Quote from the original email thread, to give more context about how this is useful:
"Thanks for creating the feature request on number of editors. This would be fantastic. The number of editors who intervened in an article is the most correlated feature to the number of interwiki. Topics interesting to many editors in one language are more likely to be translated.
I'm also computing the number of edits on the talk page of the article. To do this, I follow the same procedure of taking the edit_count of the last revision for a specific page_title and page_namespace = 1. I don't think it is necessary to create another field.

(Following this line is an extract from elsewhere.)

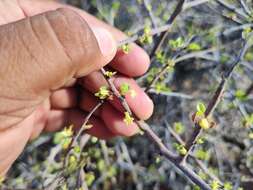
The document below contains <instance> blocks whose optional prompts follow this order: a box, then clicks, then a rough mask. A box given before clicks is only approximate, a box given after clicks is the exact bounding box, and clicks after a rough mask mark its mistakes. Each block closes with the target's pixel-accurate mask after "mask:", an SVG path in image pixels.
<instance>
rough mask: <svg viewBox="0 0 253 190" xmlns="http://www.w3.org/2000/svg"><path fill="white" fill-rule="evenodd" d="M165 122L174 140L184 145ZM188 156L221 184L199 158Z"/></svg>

I also compute the number of edits done in the last month (which is a similar metric than seconds since the last edit.... to see the amount of recent activity). We have the first_timestamp, I also keep the last_timestamp for every article, but you eventually get this by reading all the revisions and keeping the timestamp (and comparing, now that they do not seem in order).
The different reorderings (by page, by edit timestamp and by user) would all be fantastic. I would only do the reorder by user, because that would facilitate a lot the analysis on each editor lifecycle, and I would include the new features on editor_count (by type). So no need to reorder by page or no need for a lighter dataset including all the unique editors by page. But that's according to some uses I need and I see possible."